The Allen Institute created Dolma as part of their OLMo project to build an open, transparent language model. In curating Dolma, they focused on principles of openness, representativeness, size, reproducibility and risk mitigation.
- Openness: Addressing the research community's concern about the limited access to pretraining corpora and corresponding language models, they aimed for a dataset that is transparent and open for scrutiny.
- Representativeness: The content should be on par with existing datasets utilized for both private and open language models.
- Size: The team acknowledged the potential advantages of having a large dataset. Research indicates that larger training datasets can lead to improved model performance.
- Reproducibility: Any tools developed during the creation of Dolma would be openly available for others to reproduce or adapt.
- Risk Mitigation: The dataset would be designed to minimize the risk posed to individuals, ensuring that web-crawled content isn't traceable back to real-world individuals.
Creating Dolma presented numerous challenges. The Allen Institute had to decide on sources, preprocessing techniques, the languages to be included, and strategies to eliminate personal information. The team used established practices for filtering and deduplicating the raw data. They also took steps to remove potentially harmful content. The final dataset encompasses a rich blend from web data, English books from Project Gutenberg, scientific manuscripts from peS2o, Wikipedia, and code from GitHub repositories.

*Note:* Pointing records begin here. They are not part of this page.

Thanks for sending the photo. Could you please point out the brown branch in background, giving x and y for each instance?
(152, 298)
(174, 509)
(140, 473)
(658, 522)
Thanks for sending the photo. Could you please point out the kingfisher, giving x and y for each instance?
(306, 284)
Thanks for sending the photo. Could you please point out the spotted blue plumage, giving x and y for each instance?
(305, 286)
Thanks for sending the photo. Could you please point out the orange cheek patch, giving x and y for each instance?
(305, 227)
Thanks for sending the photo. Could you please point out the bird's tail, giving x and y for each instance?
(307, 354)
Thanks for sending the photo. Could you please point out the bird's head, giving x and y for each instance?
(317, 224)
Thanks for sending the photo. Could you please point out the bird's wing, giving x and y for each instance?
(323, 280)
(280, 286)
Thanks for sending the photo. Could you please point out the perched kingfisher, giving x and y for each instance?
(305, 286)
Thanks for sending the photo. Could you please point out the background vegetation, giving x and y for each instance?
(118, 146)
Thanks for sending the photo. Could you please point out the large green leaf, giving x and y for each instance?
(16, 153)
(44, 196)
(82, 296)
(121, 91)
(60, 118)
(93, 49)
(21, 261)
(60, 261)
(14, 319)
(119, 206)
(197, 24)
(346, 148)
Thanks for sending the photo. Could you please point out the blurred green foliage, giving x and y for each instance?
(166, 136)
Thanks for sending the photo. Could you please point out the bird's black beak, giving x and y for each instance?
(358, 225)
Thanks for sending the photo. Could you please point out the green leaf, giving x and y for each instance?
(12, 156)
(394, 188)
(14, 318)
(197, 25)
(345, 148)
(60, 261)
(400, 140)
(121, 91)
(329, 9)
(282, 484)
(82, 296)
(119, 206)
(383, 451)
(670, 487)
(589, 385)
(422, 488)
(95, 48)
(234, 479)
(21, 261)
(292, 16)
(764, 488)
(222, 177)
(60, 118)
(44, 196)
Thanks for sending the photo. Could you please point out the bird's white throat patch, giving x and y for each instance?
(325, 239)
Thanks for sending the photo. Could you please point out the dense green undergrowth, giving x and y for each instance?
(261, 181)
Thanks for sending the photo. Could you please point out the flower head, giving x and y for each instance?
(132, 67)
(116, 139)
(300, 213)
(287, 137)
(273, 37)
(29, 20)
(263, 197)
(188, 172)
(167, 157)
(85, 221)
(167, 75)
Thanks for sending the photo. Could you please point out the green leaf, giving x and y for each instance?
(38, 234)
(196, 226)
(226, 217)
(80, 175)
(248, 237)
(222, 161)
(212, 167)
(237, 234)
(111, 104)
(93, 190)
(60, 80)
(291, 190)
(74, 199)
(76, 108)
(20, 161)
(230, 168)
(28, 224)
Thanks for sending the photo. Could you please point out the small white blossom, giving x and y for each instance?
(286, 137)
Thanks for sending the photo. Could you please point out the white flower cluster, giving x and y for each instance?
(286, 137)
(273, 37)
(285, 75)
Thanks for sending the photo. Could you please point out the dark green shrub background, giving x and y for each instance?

Compared to closed datasets, Dolma sets itself apart by emphasizing transparency, especially as many datasets behind large-scale models remain obscured in the private domain. In comparison with other open datasets, Dolma’s strengths lie in its size and licensing terms. Dolma is the largest open dataset to date. It is licensed under the Allen Institute's ImpACT terms as a medium-risk artifact.
Those interested in accessing Dolma must abide by and agree to terms around transparency, risk mitigation and responsible use. The license prohibits military applications, surveillance or generating disinformation. This unique licensing balances the ease of access with potential risks associated with disseminating vast datasets.
Prospective users must provide their contact details and state their intended use of the dataset. Once approved, Dolma is freely accessible for download on the HuggingFace. For more information, consult this handy data sheet. They have also provided a GitHub repository with code and instructions on generating and inspecting Dolma.
The Allen Institute plans to expand Dolma with more data sources and languages. They hope Dolma will advance openness in AI research and lead to development of better language technologies.